Using the readLine()
method of BufferedReader
, can you print the first N lines of a stream in reverse order without using a list or an array?
问题:
回答1:
I think you can do it through recursion with something like:
void printReversed(int n)
{
String line = reader.readLine();
if (n > 0)
printReversed(n-1);
System.out.println(line);
}
回答2:
How about recursion to reverse the order?
Pseudo code:
reverse(int linesLeft)
if (linesLeft == 0)
return;
String line = readLine();
reverse(linesLeft - 1);
System.out.println(line);
回答3:
Nice question. Here you have one solution based on coordinated threads. Although it's heavy on resources (1 thread/line of the buffer) it solves your problem within the given constrains. I'm curious to see other solutions.
public class ReversedBufferPrinter {
class Worker implements Runnable {
private final CountDownLatch trigger;
private final CountDownLatch release;
private final String line;
Worker(String line, CountDownLatch release) {
this.trigger = new CountDownLatch(1);
this.release = release;
this.line = line;
}
public CountDownLatch getTriggerLatch() {
return trigger;
}
public void run() {
try {
trigger.await();
} catch (InterruptedException ex) { } // handle
work();
release.countDown();
}
void work() {
System.out.println(line);
}
}
public void reversePrint(BufferedReader reader, int lines) throws IOException {
CountDownLatch initialLatch = new CountDownLatch(1);
CountDownLatch triggerLatch = initialLatch;
int count=0;
String line;
while (count++<lines && (line = reader.readLine())!=null) {
Worker worker = new Worker(line, triggerLatch);
triggerLatch = worker.getTriggerLatch();
new Thread(worker).start();
}
triggerLatch.countDown();
try {
initialLatch.await();
} catch (InterruptedException iex) {
// handle
}
}
public static void main(String [] params) throws Exception {
if (params.length<2) {
System.out.println("usage: ReversedBufferPrinter <file to reverse> <#lines>");
}
String filename = params[0];
int lines = Integer.parseInt(params[1]);
File file = new File(filename);
BufferedReader reader = new BufferedReader(new FileReader(file));
ReversedBufferPrinter printer = new ReversedBufferPrinter();
printer.reversePrint(reader, lines);
}
}
回答4:
Here you have another alternative, based on BufferedReader & StringBuilder manipulations.

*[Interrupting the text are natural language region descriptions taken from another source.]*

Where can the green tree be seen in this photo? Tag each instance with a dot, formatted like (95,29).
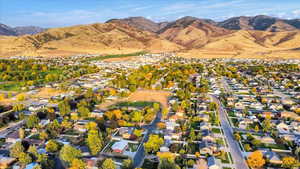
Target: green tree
(52,146)
(108,164)
(32,121)
(69,153)
(77,164)
(167,164)
(154,143)
(24,158)
(127,164)
(21,133)
(64,107)
(94,142)
(33,151)
(16,149)
(84,112)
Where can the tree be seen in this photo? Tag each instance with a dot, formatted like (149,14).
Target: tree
(21,133)
(18,107)
(64,107)
(289,162)
(43,135)
(127,164)
(166,164)
(256,160)
(237,136)
(32,121)
(138,132)
(212,106)
(69,153)
(256,128)
(94,142)
(52,146)
(24,158)
(154,143)
(137,116)
(21,97)
(16,149)
(84,112)
(33,151)
(77,164)
(108,164)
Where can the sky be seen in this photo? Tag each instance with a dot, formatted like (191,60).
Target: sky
(58,13)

More manageable in terms of computer resources needed.
public void reversePrint(BufferedReader bufReader, int lines) throws IOException {
BufferedReader resultBufferReader = null;
{
String line;
StringBuilder sb = new StringBuilder();
int count = 0;
while (count++<lines && (line = bufReader.readLine())!=null) {
sb.append('\n'); // restore new line marker for BufferedReader to consume.
sb.append(new StringBuilder(line).reverse());
}
resultBufferReader = new BufferedReader(new StringReader(sb.reverse().toString()));
}
{
String line;
while ((line = resultBufferReader.readLine())!=null) {
System.out.println(line);
}
}
}
回答5:
it will also require implicit data structures, but you can spawn threads, run them inorder, and make each thread read a line and wait a decreasing amount of time. the result will be: the last thread will run first, and the first one will run last, each one printing its line. (the interval between them will have to be large enough to ensure large "safety margins")
I have no idea how, if any, that can be done with no explicit/implicit data storage.
回答6:
Prepend each line you read to a string, and print the string. If you run out of lines to read, you just print what you have.
Alternatively, if you are certain of the number of lines you have, and you do not wish to use a string:
void printReversed(int n, BufferedReader reader)
{
LineNumberReader lineReader = new LineNumberReader(reader);
while (--i >= 0)
{
lineReader.setLineNumber(i);
System.out.println(lineReader.readLine());
}
}